RE: quality over quantity
By Keeir on 3/12/2010 12:57:44 PM , Rating: 2
Sigh..

Why do Europeans persist in being dumb about this?

#1. Most American's look at the Total Cost of owning a Car over 5-10 years and decide based on this. Our low fuel costs make Fuel Economy typically a low place decision. For example, lets look at the Audi A3 TDI, Manual, versus the equivalent gasoline A3 (2.0T).

$2,000 USD MSRP
Most states this will translate into 200-400 dollars on extra taxes over the life of the car.

At 24 US Mils/Gal, over 100,000 miles, the Gasoline car use ~4170 gallons of gas
At 35 US Mils/Gal, over 100,000 miles, the Diesel version uses ~2857.14 gallons of gas

Over 100,000 miles, the cost difference in the US is less than 2,000 dollars. And lets not forget the nearly 2 second zero to 60 advantage of the gasoline model.

In conclusion, American's will often pick the faster, larger, or in other words better car if the price premium is acceptable. Just as people in Europe do... just so happens that the Fuel price premium works out be relatively minor.
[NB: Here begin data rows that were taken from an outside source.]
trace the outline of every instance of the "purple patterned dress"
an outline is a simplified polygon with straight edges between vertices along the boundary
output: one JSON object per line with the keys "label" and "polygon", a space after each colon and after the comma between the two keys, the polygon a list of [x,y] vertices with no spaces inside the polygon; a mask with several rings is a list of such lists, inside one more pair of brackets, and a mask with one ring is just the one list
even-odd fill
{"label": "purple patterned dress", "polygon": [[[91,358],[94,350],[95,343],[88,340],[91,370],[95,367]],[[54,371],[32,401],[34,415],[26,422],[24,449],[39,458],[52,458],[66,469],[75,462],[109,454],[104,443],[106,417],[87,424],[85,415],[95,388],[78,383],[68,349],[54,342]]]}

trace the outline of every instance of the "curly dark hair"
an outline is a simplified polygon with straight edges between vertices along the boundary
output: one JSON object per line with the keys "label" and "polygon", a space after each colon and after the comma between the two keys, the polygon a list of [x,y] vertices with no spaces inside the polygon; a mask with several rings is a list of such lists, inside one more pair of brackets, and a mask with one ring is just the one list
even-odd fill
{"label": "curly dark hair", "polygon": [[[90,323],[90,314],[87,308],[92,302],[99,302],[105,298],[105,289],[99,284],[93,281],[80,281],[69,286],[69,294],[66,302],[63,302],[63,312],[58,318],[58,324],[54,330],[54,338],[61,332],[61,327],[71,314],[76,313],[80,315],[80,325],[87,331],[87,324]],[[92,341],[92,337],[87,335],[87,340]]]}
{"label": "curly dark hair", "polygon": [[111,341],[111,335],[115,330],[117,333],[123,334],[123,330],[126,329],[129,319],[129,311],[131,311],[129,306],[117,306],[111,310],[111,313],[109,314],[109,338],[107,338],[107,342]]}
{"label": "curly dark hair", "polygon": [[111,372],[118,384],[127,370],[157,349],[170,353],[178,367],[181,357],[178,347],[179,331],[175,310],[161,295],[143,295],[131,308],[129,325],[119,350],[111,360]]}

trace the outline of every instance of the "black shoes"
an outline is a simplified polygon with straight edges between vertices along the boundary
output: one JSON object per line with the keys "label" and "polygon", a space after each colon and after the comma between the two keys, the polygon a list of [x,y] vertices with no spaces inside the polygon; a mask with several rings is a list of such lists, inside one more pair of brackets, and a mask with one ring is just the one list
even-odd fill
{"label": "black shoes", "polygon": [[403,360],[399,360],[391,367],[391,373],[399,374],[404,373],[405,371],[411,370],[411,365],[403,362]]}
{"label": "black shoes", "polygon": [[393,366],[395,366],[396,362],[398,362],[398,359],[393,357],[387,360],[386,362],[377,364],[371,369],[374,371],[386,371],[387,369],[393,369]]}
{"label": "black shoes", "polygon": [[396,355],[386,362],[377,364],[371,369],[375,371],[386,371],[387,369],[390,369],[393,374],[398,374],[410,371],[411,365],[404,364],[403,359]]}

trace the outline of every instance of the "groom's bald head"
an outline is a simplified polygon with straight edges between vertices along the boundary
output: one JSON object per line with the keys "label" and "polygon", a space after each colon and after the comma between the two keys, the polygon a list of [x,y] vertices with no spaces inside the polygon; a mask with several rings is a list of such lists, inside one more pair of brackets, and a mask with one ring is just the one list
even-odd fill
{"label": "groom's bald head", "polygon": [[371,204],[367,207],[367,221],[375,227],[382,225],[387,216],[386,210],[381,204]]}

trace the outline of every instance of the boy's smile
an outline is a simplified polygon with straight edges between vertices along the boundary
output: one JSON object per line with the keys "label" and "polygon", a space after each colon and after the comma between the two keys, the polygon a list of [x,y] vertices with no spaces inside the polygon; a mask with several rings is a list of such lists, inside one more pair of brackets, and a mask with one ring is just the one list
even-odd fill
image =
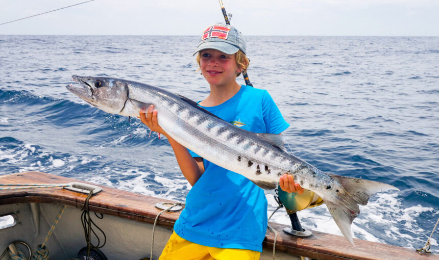
{"label": "boy's smile", "polygon": [[211,85],[225,86],[236,83],[239,69],[235,60],[235,54],[226,54],[213,49],[201,51],[201,73]]}

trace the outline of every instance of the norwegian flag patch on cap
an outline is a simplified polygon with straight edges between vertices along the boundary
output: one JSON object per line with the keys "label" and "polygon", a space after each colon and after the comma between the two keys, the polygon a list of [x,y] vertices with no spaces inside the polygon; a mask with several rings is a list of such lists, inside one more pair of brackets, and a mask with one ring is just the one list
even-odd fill
{"label": "norwegian flag patch on cap", "polygon": [[225,25],[214,25],[209,26],[203,33],[202,40],[204,41],[209,38],[219,38],[227,40],[229,37],[229,32],[230,31],[230,28]]}

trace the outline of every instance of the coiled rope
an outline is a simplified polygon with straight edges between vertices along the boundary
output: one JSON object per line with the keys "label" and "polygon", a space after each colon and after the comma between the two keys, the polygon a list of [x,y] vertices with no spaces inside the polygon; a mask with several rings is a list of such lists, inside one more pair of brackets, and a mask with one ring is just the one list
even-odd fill
{"label": "coiled rope", "polygon": [[[11,250],[10,247],[15,244],[22,244],[24,245],[28,248],[29,257],[27,258],[25,256],[24,253],[21,252],[21,251],[19,249],[16,249],[16,248],[15,248],[15,249],[16,250]],[[9,257],[12,260],[29,260],[30,259],[31,259],[31,254],[32,254],[32,252],[31,252],[31,248],[29,247],[29,246],[27,244],[23,242],[23,241],[20,241],[19,240],[17,240],[16,241],[14,241],[13,242],[11,243],[9,245],[9,246],[7,247],[6,249],[5,249],[5,251],[3,251],[3,253],[2,254],[2,255],[0,255],[0,259],[3,258],[3,256],[4,256],[5,254],[6,254],[6,253],[7,253],[8,251],[9,251]],[[13,251],[15,251],[16,252],[16,253],[14,253]]]}
{"label": "coiled rope", "polygon": [[[82,207],[82,209],[81,209],[83,211],[81,215],[81,222],[82,223],[82,227],[84,228],[84,235],[85,236],[85,241],[87,242],[86,259],[89,259],[89,257],[90,257],[90,249],[91,248],[94,249],[101,248],[105,245],[105,243],[107,243],[107,236],[105,235],[105,233],[102,229],[101,229],[101,228],[97,226],[90,217],[90,204],[89,203],[89,201],[92,196],[93,191],[90,190],[90,193],[89,193],[88,196],[87,196],[87,198],[85,199],[85,201],[84,202],[84,206]],[[99,216],[95,212],[94,215],[96,216],[97,218],[100,219],[102,219],[104,218],[104,215],[102,214],[101,214],[101,216]],[[97,235],[96,235],[96,232],[91,227],[92,225],[97,228],[104,235],[104,243],[102,245],[101,245],[101,240],[99,239],[99,237],[97,236]],[[92,232],[94,234],[94,237],[97,240],[97,244],[96,245],[91,244]]]}
{"label": "coiled rope", "polygon": [[24,190],[26,189],[40,189],[43,188],[67,187],[71,186],[69,184],[0,184],[0,186],[21,186],[18,187],[1,188],[0,190]]}
{"label": "coiled rope", "polygon": [[60,218],[62,216],[62,214],[64,213],[64,210],[65,210],[65,205],[63,205],[61,207],[59,212],[55,218],[53,224],[52,224],[52,226],[51,226],[48,232],[47,232],[47,235],[46,236],[44,242],[41,245],[37,246],[37,249],[35,250],[35,252],[34,253],[34,254],[32,255],[33,260],[48,260],[49,251],[48,250],[47,250],[47,247],[46,247],[46,246],[44,245],[44,244],[47,242],[47,240],[52,234],[54,229],[55,229],[55,226],[56,226],[57,224],[58,224],[58,222],[59,221]]}
{"label": "coiled rope", "polygon": [[183,202],[176,202],[174,203],[172,205],[169,206],[167,209],[163,210],[163,211],[160,212],[160,213],[157,214],[157,217],[156,217],[156,219],[155,220],[154,220],[154,224],[153,226],[153,238],[151,240],[151,255],[150,257],[150,259],[151,260],[153,259],[153,251],[154,250],[154,232],[155,232],[156,224],[157,223],[157,220],[159,219],[159,217],[160,217],[160,215],[162,215],[162,214],[164,213],[165,212],[168,212],[170,211],[171,209],[175,207],[175,206],[182,206],[184,205],[184,204],[185,203]]}
{"label": "coiled rope", "polygon": [[430,248],[431,246],[431,245],[430,243],[430,240],[431,239],[431,237],[433,236],[433,233],[434,233],[434,230],[436,230],[436,227],[437,226],[438,223],[439,223],[439,218],[437,218],[437,221],[436,221],[436,224],[434,225],[434,227],[433,228],[433,230],[431,231],[431,233],[430,235],[430,237],[428,238],[428,239],[427,240],[427,242],[425,242],[425,245],[424,246],[424,247],[423,247],[422,248],[416,249],[416,251],[417,251],[418,252],[424,252],[425,253],[431,252],[431,251],[430,251]]}
{"label": "coiled rope", "polygon": [[[276,200],[276,201],[277,201],[277,200]],[[278,202],[278,203],[279,203],[279,202]],[[273,232],[275,234],[275,240],[274,240],[274,241],[273,242],[273,260],[275,259],[275,257],[276,257],[276,241],[277,240],[277,232],[276,231],[276,230],[275,230],[274,228],[273,228],[273,227],[271,227],[271,226],[270,226],[270,224],[269,224],[269,221],[270,221],[270,219],[272,218],[272,217],[273,217],[273,215],[274,215],[274,214],[276,213],[276,212],[277,212],[278,211],[278,210],[279,210],[279,209],[280,209],[281,207],[283,207],[283,205],[279,203],[279,206],[278,206],[278,207],[277,207],[277,209],[276,209],[276,210],[274,210],[274,211],[273,212],[273,213],[272,213],[272,215],[270,215],[270,217],[269,218],[269,219],[267,221],[267,226],[269,227],[269,228],[270,229],[270,230],[272,231],[272,232]]]}

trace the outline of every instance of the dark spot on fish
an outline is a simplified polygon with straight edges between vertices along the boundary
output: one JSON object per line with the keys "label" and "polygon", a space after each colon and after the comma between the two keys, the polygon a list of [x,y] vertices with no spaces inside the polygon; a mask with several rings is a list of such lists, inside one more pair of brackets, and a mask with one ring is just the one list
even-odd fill
{"label": "dark spot on fish", "polygon": [[241,143],[243,141],[244,141],[243,137],[240,136],[236,139],[236,143],[237,144]]}
{"label": "dark spot on fish", "polygon": [[236,134],[236,133],[230,132],[230,133],[229,134],[229,135],[227,136],[227,138],[229,139],[231,139],[233,138],[234,137],[235,137],[235,136],[236,136],[237,135]]}
{"label": "dark spot on fish", "polygon": [[218,129],[218,130],[216,131],[216,134],[217,135],[221,135],[221,134],[223,134],[223,133],[227,129],[227,127],[226,127],[226,126],[223,126],[222,127],[220,127],[220,129]]}
{"label": "dark spot on fish", "polygon": [[256,166],[256,175],[259,175],[261,174],[261,169],[259,168],[259,165],[258,164],[257,166]]}
{"label": "dark spot on fish", "polygon": [[269,174],[270,174],[270,173],[271,172],[272,170],[270,170],[270,169],[269,169],[269,167],[265,165],[265,171],[269,173]]}
{"label": "dark spot on fish", "polygon": [[206,121],[206,118],[204,116],[200,116],[198,118],[198,119],[197,120],[197,124],[200,125],[202,124],[204,121]]}

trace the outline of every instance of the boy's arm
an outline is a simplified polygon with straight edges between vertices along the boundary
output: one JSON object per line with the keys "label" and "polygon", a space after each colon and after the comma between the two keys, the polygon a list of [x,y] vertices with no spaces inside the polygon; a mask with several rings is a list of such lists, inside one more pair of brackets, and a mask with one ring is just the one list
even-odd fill
{"label": "boy's arm", "polygon": [[154,106],[150,107],[147,113],[145,115],[144,112],[140,111],[140,120],[152,131],[161,134],[167,138],[183,175],[193,186],[204,172],[203,159],[194,159],[186,147],[167,135],[157,123],[157,111],[154,110]]}

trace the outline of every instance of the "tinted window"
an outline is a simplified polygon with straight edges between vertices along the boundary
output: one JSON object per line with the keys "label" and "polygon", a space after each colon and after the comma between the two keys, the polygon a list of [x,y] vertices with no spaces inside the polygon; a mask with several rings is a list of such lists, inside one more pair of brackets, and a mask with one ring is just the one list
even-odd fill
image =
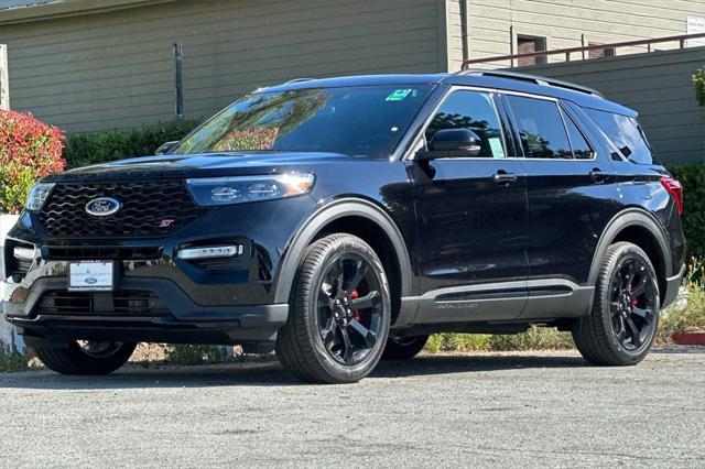
{"label": "tinted window", "polygon": [[626,157],[634,163],[653,163],[651,148],[636,119],[595,109],[585,111]]}
{"label": "tinted window", "polygon": [[505,142],[495,110],[492,97],[488,92],[455,91],[441,106],[438,113],[426,129],[426,140],[443,129],[468,129],[480,138],[478,157],[505,157]]}
{"label": "tinted window", "polygon": [[387,159],[430,86],[360,86],[254,92],[184,139],[175,154],[334,152]]}
{"label": "tinted window", "polygon": [[583,132],[577,128],[573,119],[565,116],[565,127],[568,130],[568,137],[571,138],[571,148],[573,148],[573,156],[578,160],[589,160],[593,157],[593,149],[589,143],[583,137]]}
{"label": "tinted window", "polygon": [[525,157],[572,159],[558,107],[544,99],[507,96],[519,127]]}

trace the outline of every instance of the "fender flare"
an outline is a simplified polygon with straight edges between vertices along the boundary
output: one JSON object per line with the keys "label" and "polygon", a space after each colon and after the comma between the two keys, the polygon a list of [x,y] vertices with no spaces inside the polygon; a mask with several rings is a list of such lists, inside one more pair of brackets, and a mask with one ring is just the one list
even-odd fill
{"label": "fender flare", "polygon": [[276,286],[274,290],[275,303],[289,303],[299,265],[303,261],[306,248],[313,242],[321,229],[330,221],[349,216],[367,218],[384,231],[391,241],[399,262],[401,296],[411,295],[411,260],[409,258],[406,243],[399,228],[391,217],[379,206],[361,198],[348,197],[334,200],[318,208],[290,240],[284,250],[284,255],[282,257],[276,275]]}
{"label": "fender flare", "polygon": [[605,252],[607,252],[607,248],[615,241],[615,238],[625,228],[629,227],[640,227],[646,229],[649,234],[655,241],[657,247],[659,248],[661,254],[661,262],[663,263],[664,275],[665,277],[670,277],[673,275],[673,262],[671,255],[671,249],[669,247],[668,237],[661,227],[659,220],[650,212],[639,209],[639,208],[627,208],[626,210],[620,211],[615,215],[611,220],[607,223],[607,227],[603,231],[599,241],[597,242],[597,248],[595,249],[595,254],[593,255],[593,263],[590,264],[590,273],[587,279],[588,285],[597,284],[597,276],[599,275],[599,268],[605,258]]}

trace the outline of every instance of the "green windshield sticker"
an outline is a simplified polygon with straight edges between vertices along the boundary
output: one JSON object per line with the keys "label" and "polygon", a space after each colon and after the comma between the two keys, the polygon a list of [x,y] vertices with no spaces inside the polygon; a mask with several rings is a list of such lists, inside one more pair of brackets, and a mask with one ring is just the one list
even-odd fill
{"label": "green windshield sticker", "polygon": [[489,148],[492,151],[492,157],[505,157],[505,149],[502,148],[502,141],[497,137],[492,137],[489,140]]}
{"label": "green windshield sticker", "polygon": [[402,101],[406,96],[411,95],[411,89],[395,89],[394,92],[387,97],[387,101]]}

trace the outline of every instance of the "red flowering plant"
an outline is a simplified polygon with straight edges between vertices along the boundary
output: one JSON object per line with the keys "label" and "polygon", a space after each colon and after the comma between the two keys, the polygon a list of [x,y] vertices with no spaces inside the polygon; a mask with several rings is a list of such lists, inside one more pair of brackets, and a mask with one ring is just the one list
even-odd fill
{"label": "red flowering plant", "polygon": [[64,132],[31,113],[0,110],[0,212],[14,214],[32,185],[64,170]]}

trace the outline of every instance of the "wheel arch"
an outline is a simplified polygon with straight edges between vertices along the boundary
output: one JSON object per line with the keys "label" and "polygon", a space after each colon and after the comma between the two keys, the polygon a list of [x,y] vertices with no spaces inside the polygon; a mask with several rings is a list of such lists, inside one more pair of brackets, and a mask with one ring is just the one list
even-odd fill
{"label": "wheel arch", "polygon": [[628,208],[609,221],[597,243],[593,257],[588,284],[595,285],[607,248],[618,241],[628,241],[641,248],[657,271],[661,299],[665,295],[666,279],[673,275],[673,263],[668,237],[658,219],[640,208]]}
{"label": "wheel arch", "polygon": [[[333,232],[332,229],[350,227],[355,220],[362,222],[362,231],[372,227],[381,230],[382,237],[378,238],[377,241],[371,239],[372,242],[370,242],[369,236],[361,236],[360,238],[365,239],[372,248],[375,248],[375,244],[377,244],[378,249],[381,247],[382,252],[379,252],[378,249],[376,249],[376,252],[378,252],[386,268],[389,265],[394,268],[394,271],[388,272],[388,275],[398,275],[397,279],[389,279],[389,281],[390,286],[398,282],[398,291],[395,293],[399,298],[411,295],[411,260],[399,228],[379,206],[366,199],[349,197],[334,200],[321,207],[303,223],[289,242],[276,276],[275,303],[289,302],[296,271],[306,254],[306,248],[322,236]],[[349,231],[345,230],[345,232]],[[361,231],[359,230],[358,232],[351,232],[351,234],[356,236],[360,233]],[[389,249],[389,251],[384,252],[386,249]]]}

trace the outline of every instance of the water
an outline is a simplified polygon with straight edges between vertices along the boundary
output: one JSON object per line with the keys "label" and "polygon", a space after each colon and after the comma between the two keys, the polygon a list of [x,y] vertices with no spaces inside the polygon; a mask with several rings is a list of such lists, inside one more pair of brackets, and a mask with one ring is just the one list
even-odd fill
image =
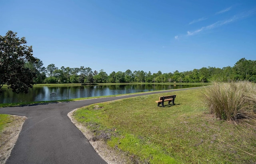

In the above example (Audi A3) it works out to ~1 dollar a day to get superior speed performance.

#2. US gas tax isn't used to maintain our roads!
Only 60% of the Federal portion is used.
States will often use even less of the Fuel Tax on roads.

YET Despite this

~95% of Federal Roadway construction is funded by the Fuel Tax
~85% of State Roadway construction is funded by state fuel tax or federal grants from
Although local roadways are funded only at ~11%

Overall, if the US used 100% of the current fuel tax for road construction, road construction at all levels could be completely paid for by the road tax.